La deuxième partie, intitulée “L’homme entre particularismes et universalisme,” mène l’enquête textuelle sur la philosophie morale de Potocki. La problématique centrale de la thèse prend pleinement forme ici: quelle image de l’humanité, quelle conception du bien et du mal voit-on s’esquisser à l’horizon d’écrits qui paraissent s’ingénier à traquer la multiplicité, voire l’hétérogénéité, des pratiques humaines observées aux quatre coins de la planète? Klene montre très bien que particularismes et universalisme ne sont pas simplement contradictoires chez ce penseur-écrivain qui a absorbé tout l’héritage des Lumières. Elle fait voir par le détail comment ses écrits participent d’une dynamique au sein de laquelle toute notre modernité est appelée à s’orienter depuis plus de deux siècles. L’opposition statique et trompeuse entre relativisme et universalisme est d’ores et déjà dépassée. La question de départ (l’auteur est-il relativiste?) se voit reconfigurée pour montrer que Potocki promeut un “relationnisme” capable d’échapper aux reproches traditionnellement adressés aux positions relativistes.

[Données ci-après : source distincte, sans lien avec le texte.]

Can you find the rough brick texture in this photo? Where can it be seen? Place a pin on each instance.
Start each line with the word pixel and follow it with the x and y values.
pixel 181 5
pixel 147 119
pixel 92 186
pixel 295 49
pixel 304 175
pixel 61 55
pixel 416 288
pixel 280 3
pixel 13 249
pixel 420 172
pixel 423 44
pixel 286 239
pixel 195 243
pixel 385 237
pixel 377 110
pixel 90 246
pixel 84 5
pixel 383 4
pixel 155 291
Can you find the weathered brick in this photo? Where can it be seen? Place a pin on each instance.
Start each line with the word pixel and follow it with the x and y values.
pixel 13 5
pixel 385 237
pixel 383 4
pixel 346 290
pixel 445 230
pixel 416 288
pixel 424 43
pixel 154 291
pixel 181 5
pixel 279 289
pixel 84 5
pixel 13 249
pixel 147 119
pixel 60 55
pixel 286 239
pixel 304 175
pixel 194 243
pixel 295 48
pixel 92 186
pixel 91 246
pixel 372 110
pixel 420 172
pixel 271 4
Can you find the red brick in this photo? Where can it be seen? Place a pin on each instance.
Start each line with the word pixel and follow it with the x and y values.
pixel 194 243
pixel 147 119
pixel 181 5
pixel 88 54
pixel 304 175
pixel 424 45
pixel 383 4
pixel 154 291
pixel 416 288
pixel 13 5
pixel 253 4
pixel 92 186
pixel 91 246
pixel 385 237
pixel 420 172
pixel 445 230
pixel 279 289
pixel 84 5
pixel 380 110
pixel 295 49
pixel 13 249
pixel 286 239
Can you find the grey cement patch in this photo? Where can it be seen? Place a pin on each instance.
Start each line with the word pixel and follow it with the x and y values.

La troisième partie, intitulée “Le Manuscrit trouvé à Saragosse: une synthèse de l’homme,” revient vers le roman qui a immortalisé Potocki, pour nous faire sentir à quel point la fiction qu’il invente constitue le plus puissant moyen littéraire qu’on ait produit à ce jour pour exprimer la complexité de la philosophie relationniste. Les parties plus conceptuelles consacrées aux théories récentes de la fiction sont particulièrement bien informées, et remarquablement pertinentes. En multipliant les trouvailles dans ses citations du texte ou dans les commentaires qu’elle y apporte, Klene fait preuve à cette occasion de son intime connaissance des recoins les plus subtils de cette intimidante machine romanesque qu’est le Manuscrit. Les rouages en sont clairement expliqués, et de nouvelles interprétations esquissées. C’est le cas par exemple lorsqu’elle suggère audacieusement que le narrateur Alphonse ne serait pas à concevoir comme la victime d’une feintise sérieuse (thèse dominante dans la critique potockienne), mais comme le complice d’une feintise ludique et partagée—ce qui renouvelle profondément la signification générale qu’on tirera du roman.

Cette ouverture du corpus au-delà du seul Manuscrit, jointe à la connaissance précise et vive de l’œuvre, fait de cet ouvrage une contribution centrale aux études potockiennes. Est-il besoin de préciser à quel point la problématique philosophique très cohérente mise en lumière au fil des cinq volumes des Œuvres complètes relève d’une actualité brûlante? En plus d’être appelé à devenir un ouvrage-phare consacré à Potocki, ce livre constitue aussi un discret mais remarquable apport des études littéraires à nos réflexions collectives sur la diversité culturelle, comme sur les besoins de normes et de cadres communs.